Al più tardi a partire dallo scoppio della crisi finanziaria i pagamenti di bonus elevati nel settore finanziario sono oggetto di critiche anche in Svizzera. Il nostro Paese ha già reagito alla problematica dei pagamenti eccessivi. Da un lato, l'Autorità federale di vigilanza sui mercati finanziari (FINMA) ha emanato una circolare - entrata in vigore dal 1° gennaio 2010 - concernente i sistemi di rimunerazione presso gli istituti finanziari con l'obiettivo di influenzare in modo duraturo le pratiche di rimunerazione adottate nel settore finanziario. I sistemi di rimunerazione non devono incentivare l'assunzione di rischi inadeguati, che potrebbero pregiudicare la stabilità degli istituti finanziari. Particolare attenzione è rivolta alle rimunerazioni variabili. La FINMA assoggetta quindi la politica delle rimunerazioni degli istituti finanziari alle norme in materia di vigilanza previste dalle disposizioni organizzative delle leggi sui mercati finanziari. Essa adempie quindi alle direttive del Financial Stability Board e di altre organizzazioni internazionali. Inoltre, agisce in accordo con le determinanti autorità di sorveglianza all'estero.
Inoltre, nel suo messaggio del 5 dicembre 2008 sull'iniziativa popolare "contro le retribuzioni abusive" e sulla modifica del Codice delle obbligazioni (normative sulla società anonima) il Consiglio federale ha proposto di presentare una controproposta indiretta all'iniziativa popolare, con la quale si intende continuare a rafforzare la tutela della proprietà degli azionisti tramite modifiche della normativa sulla società anonima.
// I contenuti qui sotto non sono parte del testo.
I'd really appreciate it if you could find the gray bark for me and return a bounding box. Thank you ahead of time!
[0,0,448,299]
Le disposizioni aggiuntive sulla società anonima prevedono in particolare che le rimunerazioni del consiglio di amministrazione di società quotate in borsa siano approvate annualmente dall'assemblea generale. Inoltre, le azioni di restituzione di prestazioni indebite devono essere agevolate. Il disegno di legge è una risposta adeguata alla problematica delle rimunerazioni eccessive, ma rinuncia a disposizioni statutarie restrittive, divieti e pene. In questo modo, anche in futuro rimarrà agli azionisti un margine di manovra sufficiente per impostare la società a loro discrezione. Per quanto concerne le disposizioni sulla società anonima riguardanti le rimunerazioni, questo disegno di legge è stato approvato dal Consiglio degli Stati senza modifiche essenziali ed è attualmente discusso dalla Commissione degli affari giuridici del Consiglio nazionale.
Il Consiglio federale ritiene che con la circolare della FINMA e gli inasprimenti del diritto della società anonima, che sono attualmente in consultazione parlamentare, si faccia fronte adeguatamente alla problematica delle rimunerazioni eccessive e che non vi sia altra necessità di agire in merito ai bonus. Tuttavia, segue attentamente gli sviluppi internazionali in merito.
Il Consiglio federale propone di respingere la mozione.